Marianna Aprile: “Writer e fumettisti, intellettuali a pieno titolo”

Foto di Maurizio Galimberti
di SARA SPIMPOLO

URBINO – Che spazio hanno i media tradizionali nel 2022? Chi sono gli intellettuali oggi? Ha ancora senso investire sulla carta? Abbiamo posto alcune di queste domande a Marianna Aprile, giornalista, caporedattrice di Oggi e conduttrice di programmi su Rai Radio 1 e La7, che sarà ospite al Festival del giornalismo culturale domenica 9 ottobre. Per Aprile se il giornale di carta è ancora necessario, “perché ha un controllo maggiore del web su quello che stampa”, per sopravvivere ha però bisogno di reinventarsi.

“Non perché la carta debba morire – chiarisce – ma perché nel futuro avrà un’altra funzione e una diversa fruizione. Basti pensare che le edicole stanno scomparendo. La sfida del momento è riuscire a prendere il brand che rappresenta un giornale cartaceo ed espanderlo su altre piattaforme. È quello che sta cercando di fare anche il mio giornale, che sta presentando un grande rilancio del digitale”.

Targetizzare i contenuti: il mio papa e il Post

Evolversi, quindi, e in qualche modo specializzarsi. “La mia opinione è che oggi abbia senso investire in nuovi giornali cartacei solo se si individua un pubblico specifico cui rivolgersi. Mi viene in mente l’esempio della rivista Il mio papa, edita da Mondadori, che nacque dal niente quando fu eletto papa Francesco, intuendo l’esistenza di un potenziale lettore che volesse sapere chi fosse questo nuovo papa. Era una rivista pop, quasi di costume. Hanno fatto un azzardo ed è riuscito”.

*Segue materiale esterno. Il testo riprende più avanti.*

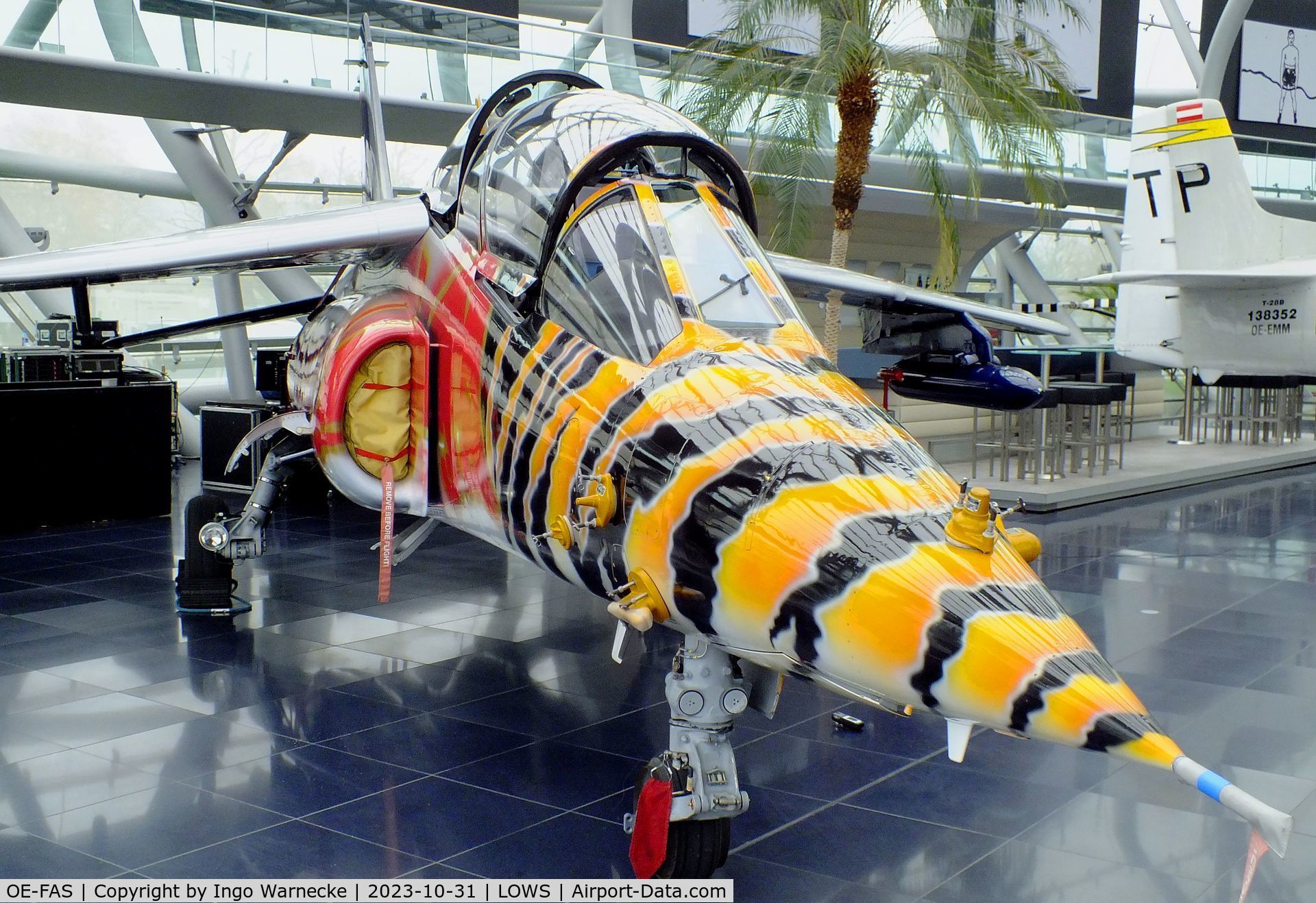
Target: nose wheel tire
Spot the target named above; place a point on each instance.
(204, 578)
(696, 850)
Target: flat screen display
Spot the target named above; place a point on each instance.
(1277, 74)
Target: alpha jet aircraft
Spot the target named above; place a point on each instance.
(576, 348)
(1210, 280)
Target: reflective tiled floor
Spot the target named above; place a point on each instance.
(477, 726)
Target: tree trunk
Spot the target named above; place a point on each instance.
(832, 325)
(857, 104)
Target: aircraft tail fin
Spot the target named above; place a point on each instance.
(1189, 203)
(1194, 232)
(377, 182)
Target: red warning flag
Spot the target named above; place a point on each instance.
(649, 836)
(386, 535)
(1256, 850)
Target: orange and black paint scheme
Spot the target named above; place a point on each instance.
(761, 499)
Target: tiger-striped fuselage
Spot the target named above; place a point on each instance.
(777, 507)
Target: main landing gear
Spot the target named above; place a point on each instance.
(687, 797)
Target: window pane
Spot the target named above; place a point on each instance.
(720, 281)
(606, 284)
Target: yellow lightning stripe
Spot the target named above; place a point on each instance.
(1182, 134)
(792, 528)
(650, 532)
(878, 623)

“Un altro esempio – continua Aprile – è quello del Post. Con le sue “cose spiegate bene” (che poi è diventato anche il titolo della loro rivista cartacea) hanno individuato un tipo di giornalismo che non esisteva impostato così. Non ti do la breaking news, magari arrivo un po’ dopo, ma la notizia te la spiego bene. E funziona”.

Un lavoro in previsione

“Un ripensamento dei contenuti dei quotidiani – prosegue – è in corso già da qualche anno, alla luce del fatto che le breaking news oramai arrivano dai social e dal web. Sul giornale del giorno dopo sei obbligato a non limitarti alla notizia, ma dare un taglio di approfondimento. E, soprattutto se sei un settimanale, devi avere la capacità di intuire cosa rimarrà vero nel tempo. È un lavoro nel limite del possibile in previsione”.

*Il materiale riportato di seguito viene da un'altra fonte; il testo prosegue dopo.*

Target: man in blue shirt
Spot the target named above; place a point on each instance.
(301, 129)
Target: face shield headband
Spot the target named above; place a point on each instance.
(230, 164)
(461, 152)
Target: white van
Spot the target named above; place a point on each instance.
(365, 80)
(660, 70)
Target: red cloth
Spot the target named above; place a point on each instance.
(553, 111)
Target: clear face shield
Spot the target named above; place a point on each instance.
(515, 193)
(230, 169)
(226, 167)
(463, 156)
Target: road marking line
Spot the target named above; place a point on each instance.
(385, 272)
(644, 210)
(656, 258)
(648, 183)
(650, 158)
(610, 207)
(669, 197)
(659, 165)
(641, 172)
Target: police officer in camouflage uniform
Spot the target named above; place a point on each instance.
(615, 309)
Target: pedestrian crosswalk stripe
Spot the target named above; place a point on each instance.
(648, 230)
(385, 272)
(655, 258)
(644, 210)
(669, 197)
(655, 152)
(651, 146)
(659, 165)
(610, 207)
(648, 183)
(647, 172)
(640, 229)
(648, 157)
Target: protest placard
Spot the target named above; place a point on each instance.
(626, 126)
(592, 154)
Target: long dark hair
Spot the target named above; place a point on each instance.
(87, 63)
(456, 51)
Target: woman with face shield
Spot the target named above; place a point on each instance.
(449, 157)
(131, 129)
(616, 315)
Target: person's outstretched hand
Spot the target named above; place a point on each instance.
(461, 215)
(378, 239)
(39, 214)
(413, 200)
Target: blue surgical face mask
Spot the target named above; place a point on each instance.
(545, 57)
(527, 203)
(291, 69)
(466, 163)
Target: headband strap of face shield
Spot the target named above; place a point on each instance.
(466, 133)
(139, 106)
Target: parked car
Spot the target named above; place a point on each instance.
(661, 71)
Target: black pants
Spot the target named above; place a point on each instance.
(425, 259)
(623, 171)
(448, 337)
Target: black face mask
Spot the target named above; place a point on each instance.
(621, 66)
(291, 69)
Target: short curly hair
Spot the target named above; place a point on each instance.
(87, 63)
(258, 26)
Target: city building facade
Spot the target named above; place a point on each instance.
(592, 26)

E se accade che l’informazione prenda parte nel dibattito pubblico, e non si limiti solo a raccontarlo, “da una parte è un fallimento, ma non senza soluzione. Anche se non c’è più chi compra tre o quattro giornali la mattina, le diverse idee entrano in circolo comunque e contribuiscono alla formazione del pensiero critico”.

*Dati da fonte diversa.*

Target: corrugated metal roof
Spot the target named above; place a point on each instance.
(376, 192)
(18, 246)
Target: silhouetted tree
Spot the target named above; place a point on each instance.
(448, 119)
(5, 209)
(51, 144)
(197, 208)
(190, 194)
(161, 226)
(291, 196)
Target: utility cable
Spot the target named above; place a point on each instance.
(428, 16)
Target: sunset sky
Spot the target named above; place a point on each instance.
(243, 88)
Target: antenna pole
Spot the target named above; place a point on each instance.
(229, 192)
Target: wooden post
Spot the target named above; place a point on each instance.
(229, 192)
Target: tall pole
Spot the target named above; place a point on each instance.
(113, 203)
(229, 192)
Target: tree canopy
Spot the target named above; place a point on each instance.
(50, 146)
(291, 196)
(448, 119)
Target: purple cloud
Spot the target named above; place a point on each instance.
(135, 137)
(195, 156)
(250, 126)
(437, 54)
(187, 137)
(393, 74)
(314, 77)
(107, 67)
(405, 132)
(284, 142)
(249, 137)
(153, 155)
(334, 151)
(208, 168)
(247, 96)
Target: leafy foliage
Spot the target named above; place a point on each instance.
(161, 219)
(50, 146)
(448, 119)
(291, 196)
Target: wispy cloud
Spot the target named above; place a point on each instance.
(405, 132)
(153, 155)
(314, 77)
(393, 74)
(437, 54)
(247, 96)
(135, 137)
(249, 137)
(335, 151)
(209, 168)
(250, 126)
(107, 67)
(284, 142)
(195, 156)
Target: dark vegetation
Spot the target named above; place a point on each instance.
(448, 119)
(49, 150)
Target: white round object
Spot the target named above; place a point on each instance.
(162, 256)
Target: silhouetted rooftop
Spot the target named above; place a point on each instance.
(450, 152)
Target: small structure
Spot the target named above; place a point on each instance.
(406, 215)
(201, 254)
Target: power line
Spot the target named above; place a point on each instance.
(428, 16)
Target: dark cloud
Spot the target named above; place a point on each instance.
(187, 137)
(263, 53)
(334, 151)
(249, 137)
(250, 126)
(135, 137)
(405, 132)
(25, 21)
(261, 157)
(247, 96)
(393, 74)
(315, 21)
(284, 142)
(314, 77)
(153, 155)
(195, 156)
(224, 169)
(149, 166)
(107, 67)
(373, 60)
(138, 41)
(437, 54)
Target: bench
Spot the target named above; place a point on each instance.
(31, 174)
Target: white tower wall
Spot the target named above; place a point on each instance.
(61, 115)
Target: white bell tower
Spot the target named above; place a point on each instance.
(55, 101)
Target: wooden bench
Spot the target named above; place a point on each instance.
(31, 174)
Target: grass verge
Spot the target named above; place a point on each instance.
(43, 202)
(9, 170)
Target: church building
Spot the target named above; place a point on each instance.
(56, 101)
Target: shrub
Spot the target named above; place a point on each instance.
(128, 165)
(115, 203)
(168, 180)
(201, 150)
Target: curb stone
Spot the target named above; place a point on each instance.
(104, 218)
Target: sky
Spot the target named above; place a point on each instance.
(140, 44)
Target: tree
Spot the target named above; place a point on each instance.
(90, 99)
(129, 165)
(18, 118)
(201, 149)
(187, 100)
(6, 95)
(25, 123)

Da Zerocalcare a Tvboy: l’intellettuale che non spiega, ma interroga

Se l’intellettuale nel Novecento per Aprile era il “grande vecchio” che faceva lezione, oggi è colui che interroga. “È la persona che ti dice: ehi, c’è questo tema. Ti ci eri mai soffermato? Qual è la tua opinione in merito? Intellettuale è un fumetto di Zerocalcare (che non a caso è stato appellato come ‘L’ultimo intellettuale’ da una copertina de l’Espresso nel 2020), intellettuale è un murale di Tvboy. È chi ti impone un ragionamento nel flusso inesauribile d’informazione cui sei sottoposto”.

Ancora tutti maschi

Il circolo degli intellettuali, però, nel Novecento come nel 2022, è ancora composto da soli uomini. “Perché sono tutti maschi dappertutto. Celebriamo Samantha Cristoforetti non solo perché è brava, ma anche perché è l’unica. L’impressione è che opinioni e idee femminili siano ancora molto poco rappresentate. Ma nel momento in cui ti imponi, a parità di competenze, di cercare equilibrio tra donne e uomini, ti accorgi che le donne non c’erano non perché non erano competenti, ma perché non venivano prese in considerazione”.

Investire nelle foto di Cartier-Bresson si può

Resta però una nota di speranza. “Per quello che vedo, lo spazio per la cultura nell’informazione rimane. Le foto di Cartier-Bresson costano di più di quelle di Totti e Blasi, ma se hai le spalle larghe e la voglia di investirci, lo spazio per il giornalismo culturale c’è”.